Re: Proposal: gnome-user-share

On Tue, 2004-11-30 at 22:52 -0500, Bryan Clark wrote:
> On Tue, 2004-11-30 at 22:25 -0500, Rodney Dawes wrote:
> > How secure is howl? It's not exactly a widely deployed piece of software
> > either. Yet, we still just shoved in and depended on it. And what about
> > neon? It's used by gnome-vfs now. I don't think security was one of the
> > primary claims to fame in either of the decisions to use them. Yet, we
> > do.
> Yes and you chose to use howl for epittance as well.  Each of these
> libraries were chosen as what the maintainer felt were the most secure
> methods of providing the correct functionality for GNOME.  If you felt
> there were more secure libraries or applications that should have been
> chosen instead of those that were you should have voiced your opinion at
> that time.  You still can try to change those things if you feel they
> are insecure and there is a better alternative out there, but crying
> wolf at every library doesn't do any good.

I'm not crying wolf. I'm crying favortism. There's a difference. We
already include libsoup in the desktop. Arguing about its security at
this point is silly, unless you're going to point out holes and get
them fixed. We've already got about 8. That seems pretty gratuitous.
I did voice my opinion at the time that the decision was being made,
but it didn't matter. Not that any of the discussion was about security,
because it wasn't. It was about avoiding the explosive number of HTTP
implementations we seem to be attaining, just so every other app can
talk to the web. I chose howl because gnome-vfs already depended on it,
not because of any security record or API design that blew me away, or
any of that. I chose it because it was already depended upon by the
platform I was developing a piece of software for. And I'll continue
to do that when developing software, because it makes sense. If there
are security issues in the code, then they will come up, and they will
be dealt with appropriately. That's how it works for every piece of
software ever written. Someone finds an exploit, and it gets fixed.
Howl was chosen because it does the multicast dns stuff needed to do
service discovery in gnome-vfs. That is all. It was an existing library,
that works. Neon was chosen because Alex felt the API better fit what
he wanted to do with the http module in gnome-vfs. Not because it was
or is more secure than libsoup. It never came up. What did come up was
that it had API that allowed him to do something a certain way, that
libsoup did not yet do, and he did not want to work to get the API in
libsoup to do that. He simply used neon instead.

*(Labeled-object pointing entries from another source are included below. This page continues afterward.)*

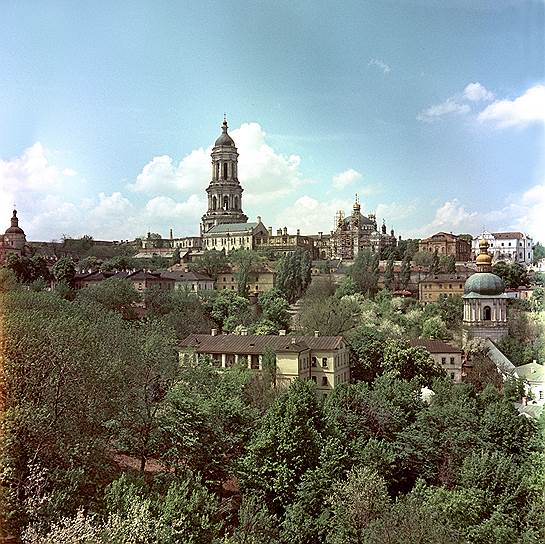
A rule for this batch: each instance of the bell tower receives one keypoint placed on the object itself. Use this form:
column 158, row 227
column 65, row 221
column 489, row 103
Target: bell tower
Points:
column 224, row 191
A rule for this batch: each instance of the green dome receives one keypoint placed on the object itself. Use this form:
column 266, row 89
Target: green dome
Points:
column 484, row 283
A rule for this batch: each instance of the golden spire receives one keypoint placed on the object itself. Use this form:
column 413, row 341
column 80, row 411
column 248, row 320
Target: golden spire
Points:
column 484, row 259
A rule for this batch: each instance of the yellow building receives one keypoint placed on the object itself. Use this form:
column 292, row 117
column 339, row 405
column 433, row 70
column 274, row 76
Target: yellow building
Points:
column 432, row 287
column 262, row 278
column 323, row 359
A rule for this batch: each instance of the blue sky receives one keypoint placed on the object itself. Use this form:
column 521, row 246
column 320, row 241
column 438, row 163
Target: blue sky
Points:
column 433, row 111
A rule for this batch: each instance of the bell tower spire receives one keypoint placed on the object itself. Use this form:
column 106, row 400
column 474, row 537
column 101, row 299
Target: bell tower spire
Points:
column 224, row 190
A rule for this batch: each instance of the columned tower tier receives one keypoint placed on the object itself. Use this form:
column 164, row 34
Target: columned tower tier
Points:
column 224, row 191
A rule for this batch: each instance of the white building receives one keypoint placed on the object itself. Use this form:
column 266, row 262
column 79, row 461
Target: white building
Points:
column 506, row 246
column 232, row 236
column 533, row 375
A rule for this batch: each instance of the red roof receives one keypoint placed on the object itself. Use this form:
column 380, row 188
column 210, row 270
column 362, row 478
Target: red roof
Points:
column 256, row 344
column 434, row 346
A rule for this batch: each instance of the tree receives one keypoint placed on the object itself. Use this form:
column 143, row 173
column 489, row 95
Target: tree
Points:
column 364, row 272
column 389, row 273
column 513, row 274
column 367, row 346
column 435, row 266
column 64, row 271
column 275, row 309
column 539, row 252
column 293, row 274
column 423, row 258
column 211, row 263
column 114, row 294
column 405, row 272
column 328, row 316
column 355, row 503
column 284, row 447
column 244, row 262
column 408, row 362
column 230, row 309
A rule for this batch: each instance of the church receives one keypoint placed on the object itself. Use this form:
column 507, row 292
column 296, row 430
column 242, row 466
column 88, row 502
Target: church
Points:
column 225, row 227
column 13, row 241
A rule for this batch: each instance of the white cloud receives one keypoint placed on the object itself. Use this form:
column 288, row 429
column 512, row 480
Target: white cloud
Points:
column 264, row 173
column 161, row 175
column 381, row 65
column 475, row 92
column 457, row 104
column 310, row 215
column 448, row 107
column 523, row 110
column 524, row 212
column 346, row 178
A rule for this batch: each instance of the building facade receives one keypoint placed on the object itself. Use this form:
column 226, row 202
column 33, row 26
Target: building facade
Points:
column 448, row 357
column 507, row 246
column 485, row 302
column 447, row 244
column 323, row 359
column 358, row 232
column 434, row 286
column 229, row 237
column 224, row 191
column 261, row 278
column 13, row 241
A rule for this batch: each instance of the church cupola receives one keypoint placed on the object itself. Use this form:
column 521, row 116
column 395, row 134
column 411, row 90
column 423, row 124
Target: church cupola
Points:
column 224, row 191
column 485, row 303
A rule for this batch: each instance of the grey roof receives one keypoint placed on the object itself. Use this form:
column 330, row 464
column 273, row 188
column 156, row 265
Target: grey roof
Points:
column 532, row 372
column 256, row 345
column 186, row 276
column 232, row 227
column 503, row 364
column 434, row 346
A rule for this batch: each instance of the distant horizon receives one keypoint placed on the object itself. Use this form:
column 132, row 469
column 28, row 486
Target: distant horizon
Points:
column 433, row 114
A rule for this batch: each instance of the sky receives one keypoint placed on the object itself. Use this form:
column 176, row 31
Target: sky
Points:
column 433, row 112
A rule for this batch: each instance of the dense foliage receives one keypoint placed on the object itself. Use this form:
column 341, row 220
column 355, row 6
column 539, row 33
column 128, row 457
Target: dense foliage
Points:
column 106, row 438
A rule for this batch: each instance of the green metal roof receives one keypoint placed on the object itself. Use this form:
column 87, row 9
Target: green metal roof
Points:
column 232, row 227
column 533, row 372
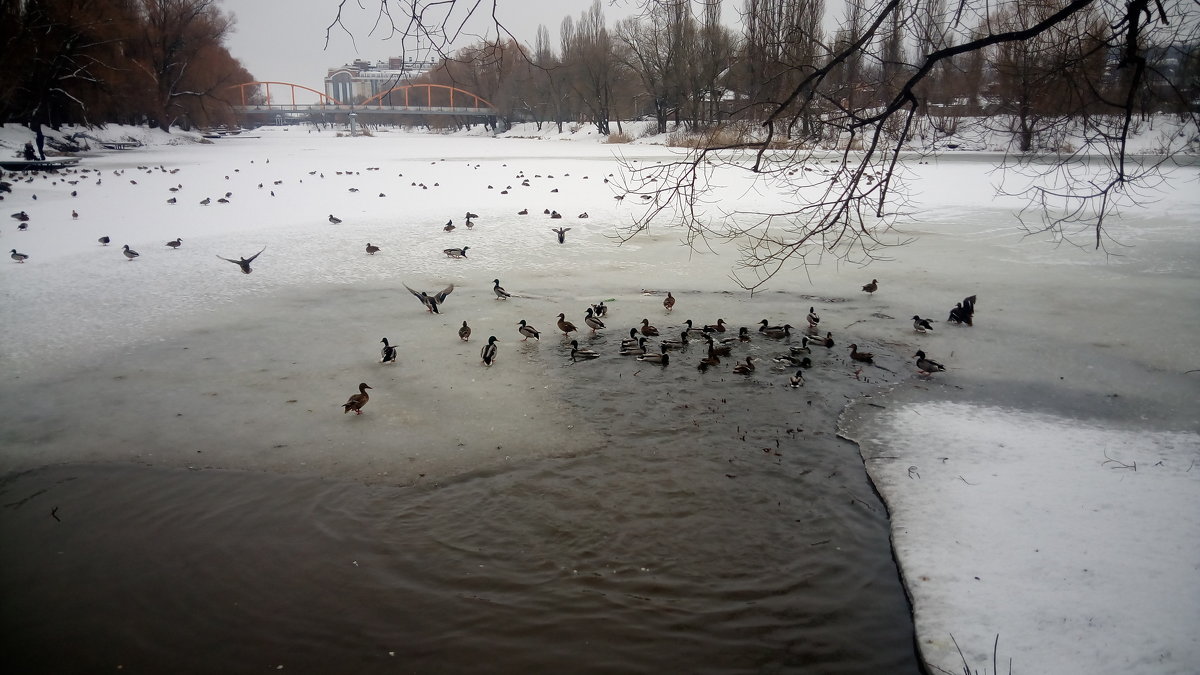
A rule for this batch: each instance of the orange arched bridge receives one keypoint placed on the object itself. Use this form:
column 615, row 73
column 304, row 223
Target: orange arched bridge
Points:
column 402, row 100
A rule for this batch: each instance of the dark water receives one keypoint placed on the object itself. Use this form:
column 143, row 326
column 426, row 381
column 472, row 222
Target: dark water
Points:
column 721, row 527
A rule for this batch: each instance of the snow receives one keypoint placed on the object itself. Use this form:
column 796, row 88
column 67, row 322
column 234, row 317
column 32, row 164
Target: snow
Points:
column 1017, row 509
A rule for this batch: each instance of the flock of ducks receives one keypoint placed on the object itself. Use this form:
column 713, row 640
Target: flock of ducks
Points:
column 715, row 340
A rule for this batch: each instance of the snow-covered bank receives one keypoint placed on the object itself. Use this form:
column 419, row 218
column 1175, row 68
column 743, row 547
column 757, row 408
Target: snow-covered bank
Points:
column 243, row 359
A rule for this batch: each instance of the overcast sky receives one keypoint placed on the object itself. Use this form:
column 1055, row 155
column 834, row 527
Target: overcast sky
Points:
column 285, row 40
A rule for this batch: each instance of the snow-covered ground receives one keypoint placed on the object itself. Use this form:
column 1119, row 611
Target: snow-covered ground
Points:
column 1043, row 489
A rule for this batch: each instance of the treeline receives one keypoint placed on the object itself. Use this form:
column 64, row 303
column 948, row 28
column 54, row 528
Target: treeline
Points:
column 677, row 63
column 159, row 63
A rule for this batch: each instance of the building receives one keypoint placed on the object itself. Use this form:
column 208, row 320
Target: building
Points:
column 361, row 79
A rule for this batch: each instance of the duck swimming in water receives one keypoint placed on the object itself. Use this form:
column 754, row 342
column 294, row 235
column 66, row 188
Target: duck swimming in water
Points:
column 357, row 401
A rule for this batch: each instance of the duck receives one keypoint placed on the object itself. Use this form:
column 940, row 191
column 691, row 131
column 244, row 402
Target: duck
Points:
column 797, row 380
column 865, row 357
column 565, row 326
column 661, row 358
column 388, row 353
column 778, row 333
column 744, row 368
column 922, row 324
column 681, row 344
column 357, row 401
column 489, row 352
column 927, row 366
column 634, row 350
column 528, row 332
column 432, row 302
column 577, row 353
column 593, row 321
column 244, row 263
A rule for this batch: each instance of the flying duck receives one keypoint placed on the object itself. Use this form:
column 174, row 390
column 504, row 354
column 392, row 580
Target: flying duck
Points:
column 922, row 324
column 489, row 352
column 244, row 263
column 528, row 332
column 431, row 302
column 927, row 366
column 577, row 353
column 661, row 358
column 565, row 326
column 593, row 321
column 357, row 401
column 388, row 353
column 865, row 357
column 744, row 368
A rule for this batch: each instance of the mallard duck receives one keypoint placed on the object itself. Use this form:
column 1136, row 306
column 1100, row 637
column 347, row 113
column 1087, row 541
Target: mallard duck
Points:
column 431, row 302
column 635, row 350
column 388, row 354
column 489, row 352
column 577, row 353
column 744, row 368
column 565, row 326
column 779, row 333
column 357, row 401
column 528, row 332
column 865, row 357
column 660, row 358
column 681, row 344
column 927, row 366
column 244, row 263
column 592, row 321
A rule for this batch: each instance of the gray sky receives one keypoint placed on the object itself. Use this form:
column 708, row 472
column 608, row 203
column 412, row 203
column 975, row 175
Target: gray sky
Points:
column 285, row 40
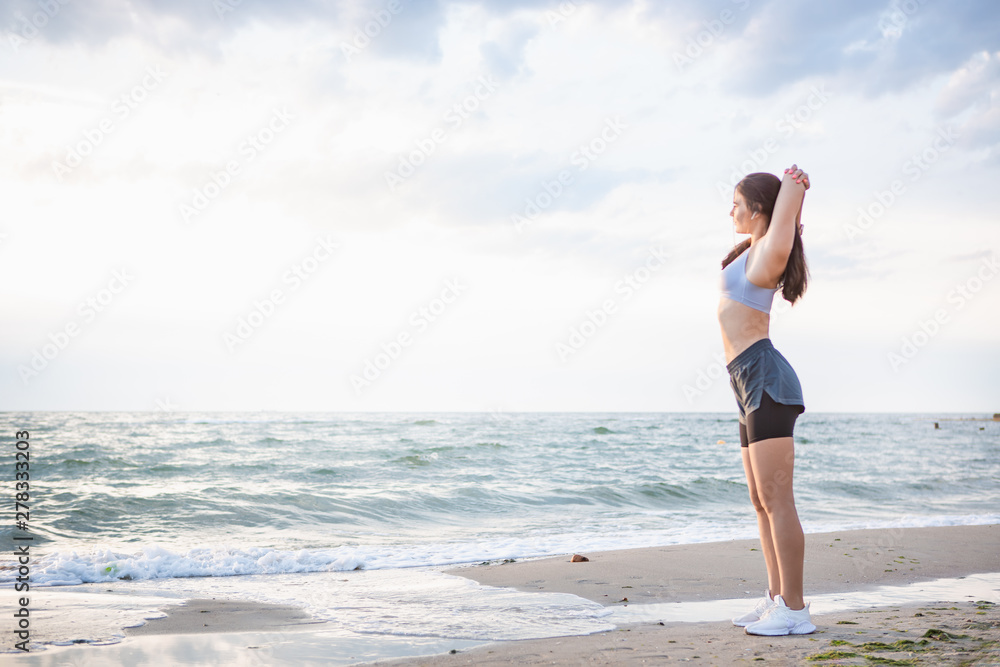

> > >   Just because security holes are not known yet does not mean
> > > that it is secure.
> > 
> > How very true. Just because Apache has had a lot of security holes, and
> > they've been fixed, doesn't mean there won't be more, either.
> Arguing with me about epittance being just as secure as apache is
> ridiculous and not this list is for.

Exactly, so please stop trying to make it into an argument. I was making
a point. It's been made. I am not saying it is just as secure, I am
saying it is just as insecure. This list is also not for claiming that
something is insecure and then telling me not to argue about it. if you
don't want to argue about it, don't bring it up.